Polio is an infectious disease caused by a virus that lives in the throat and intestinal tract, and was once the leading cause of disability in the US (Polio Vaccine.) Since the polio vaccine was developed in 1955, the disease has been eliminated in the United States; however, it remains in certain Third World countries so that until and unless it is completely eliminated globally, people in the United States are still at risk for the disease. Although the majority of people who are infected with the poliovirus do not have any symptoms, for the less than 1% who develop paralysis, it can result in permanent disability and death (Polio Vaccine II.)
The World Health Organization was able to successfully eradicate another devastating illness, smallpox, and since 1988, the organization has focused on eradicating polio (Donaldson.) By 2014, however, this goal has not been realized, because in countries such as Pakistan, Syria, and Cameroon, for example, herd immunity has not been established, because various myths and misinformation about the dangers of vaccines are rampant.
In the United States, it is left to state and local authorities to establish standards for protecting public health, and this is evident in the tremendous range of laws within the 50 states regarding the required vaccination of schoolchildren before entering kindergarten. States have the primary responsibility for this area, but under certain circumstances, it is possible for federal intervention to be necessary (Swendiman.) Although there are widespread rules regarding vaccinations across the US, a large number of states provide exemptions on the basis of medical, religious, or philosophical beliefs. In addition, all states permit exemptions for children who may experience adverse side effects from the vaccines.

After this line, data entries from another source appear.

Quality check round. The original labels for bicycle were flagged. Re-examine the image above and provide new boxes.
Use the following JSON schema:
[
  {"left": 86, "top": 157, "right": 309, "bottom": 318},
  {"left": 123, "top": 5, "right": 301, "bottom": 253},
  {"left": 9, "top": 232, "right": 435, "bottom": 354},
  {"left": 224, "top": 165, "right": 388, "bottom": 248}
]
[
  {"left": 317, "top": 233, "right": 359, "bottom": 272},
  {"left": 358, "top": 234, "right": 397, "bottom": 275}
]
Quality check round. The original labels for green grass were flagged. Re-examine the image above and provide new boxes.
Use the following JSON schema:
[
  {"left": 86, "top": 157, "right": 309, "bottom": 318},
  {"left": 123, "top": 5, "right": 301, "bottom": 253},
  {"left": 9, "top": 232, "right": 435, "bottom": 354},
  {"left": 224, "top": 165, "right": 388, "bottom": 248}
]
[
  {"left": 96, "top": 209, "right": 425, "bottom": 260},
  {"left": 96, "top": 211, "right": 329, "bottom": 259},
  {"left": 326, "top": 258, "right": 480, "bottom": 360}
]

In any case, the polio vaccine should be mandatory in US schools, since because of its effectiveness the nation has been polio-free since 1979 (A Polio Free US, Thanks to Vaccine Efforts.) In order to be part of the success of the polio-free status of the US, parents must be participants by making sure that their children are vaccinated at the proper intervals and prior to starting school. No one would like to return to the worst days of the polio epidemic in the late 1940s and early 1950s, when the disease crippled more than 35,000 people annually in the US; it became one of the most frightening illnesses during the 20th century. Because of the development of the initial vaccine and later the oral vaccine, which made it even easier to deliver the medication, parents, healthcare professionals, and community public health advocates have coordinated efforts to eradicate this devastating illness for over 30 years. Because of recent misinformation and fear mongering regarding negative impacts of vaccines, it has become even more imperative to emphasize the absolutely crucial nature of giving one’s children the polio vaccine on schedule, before enrolling them in school.
- “A Polio-Free US, Thanks to Vaccine Efforts.” 10 July 2014. CDC.gov. When. 15 July 2014.
- “Community Immunity (“Herd Immunity”).” 27 November 2013. Vaccines.gov. Web. 15 July 2014.
- Donaldson, L. & Rutter, P. “Mandatory Polio Vaccination for Travelers: Protecting Global Public Health.” The Lancet (2014): 1695-1697. Print.
- “Polio Vaccine (IPV).” 2014. Web M.D.com. Web. 14 July 2014.
- “Polio Vaccine, II.” 7 July 2014. CDC.gov. Web. 14 July 2014.
- Swendiman, Jared Cole and Kathleen. Mandatory Vaccinations: Precedent And Current Laws. CRS. Washington DC: Congressional Research Service, 2014. Print.